= Orfeu Bertolami =

Brazilian physicist

Orfeu Bertolami (São Paulo, Brazil, 1959) is a theoretical physicist who works in problems of astrophysics, cosmology, general relativity and quantum gravity. He worked at Instituto Superior Técnico in Lisbon, Portugal from 1991 to 2010. He is currently professor at Departamento de Física e Astronomia of the Faculdade de Ciências da Universidade do Porto.

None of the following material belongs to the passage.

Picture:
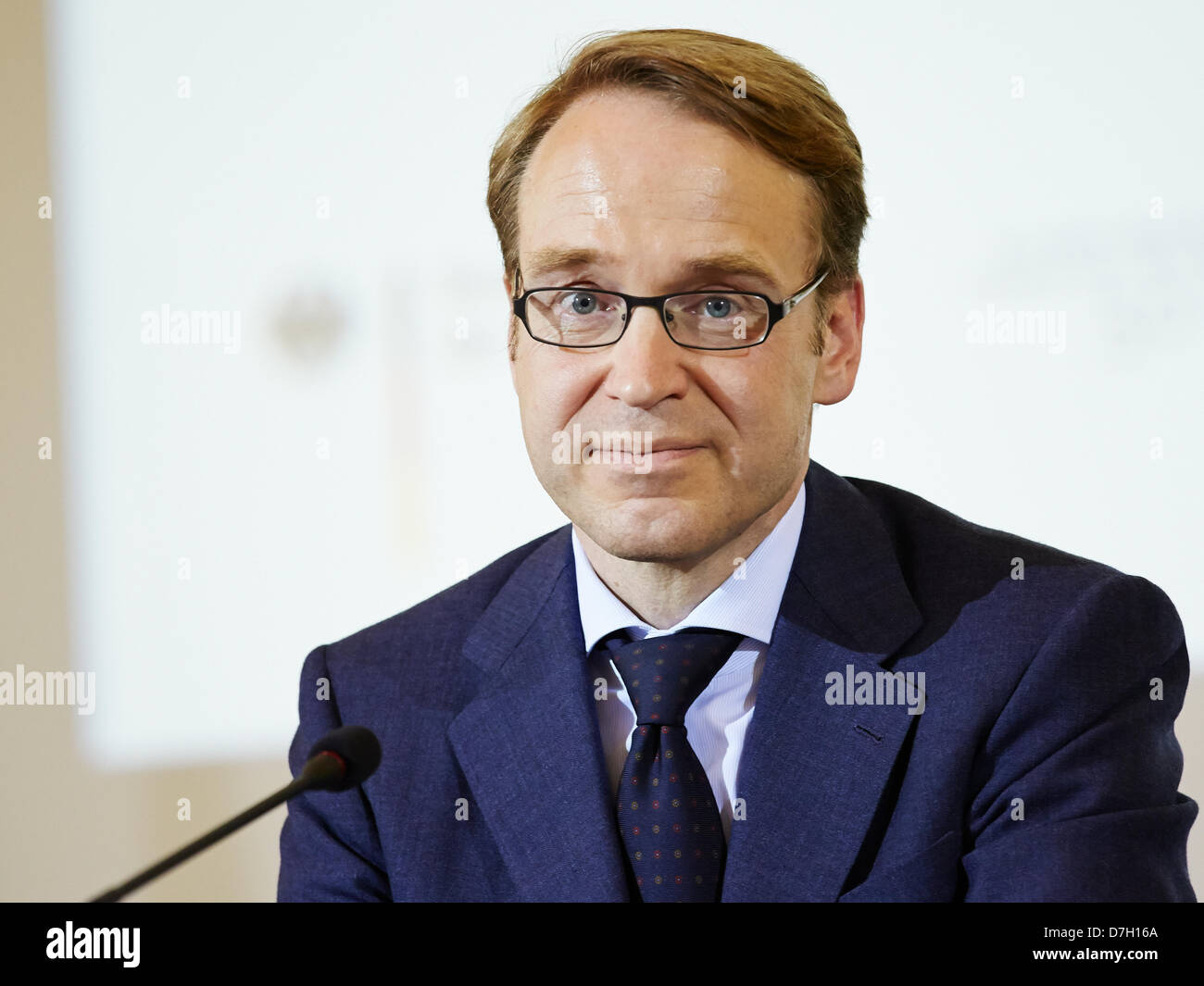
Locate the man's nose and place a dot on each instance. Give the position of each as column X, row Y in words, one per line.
column 646, row 364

He is the author of a book to raise the awareness of the public on science about the history of ideas in astronomy, cosmology and theories of gravity (in Portuguese) and of a technical text on the aspects of gravity and propulsion in space published by the European Space Agency:

- O Livro das Escolhas Cósmicas, Editora Gradiva 2006
- Gravity Control and Possible Influence on Space Propulsion: A Scientific Study, European Space Agency 2002

In particular, Bertolami studied baryogengesis, the cosmological constant problem and its connection with the equivalence principle, the generalized Chaplygin gas model of unification of Dark Energy (to explain the cosmic acceleration) and Dark Matter (to explain the flattening of the rotation curves of galaxies) and some Modified models of gravity with non-minimal coupling between curvature and matter. He has also worked on the Pioneer Anomaly, which was shown to be most likely due to
on-board thermal effects and reflection of the generated radiation. Most recent work concerns extensions of quantum mechanics based on phase-space noncommutativity.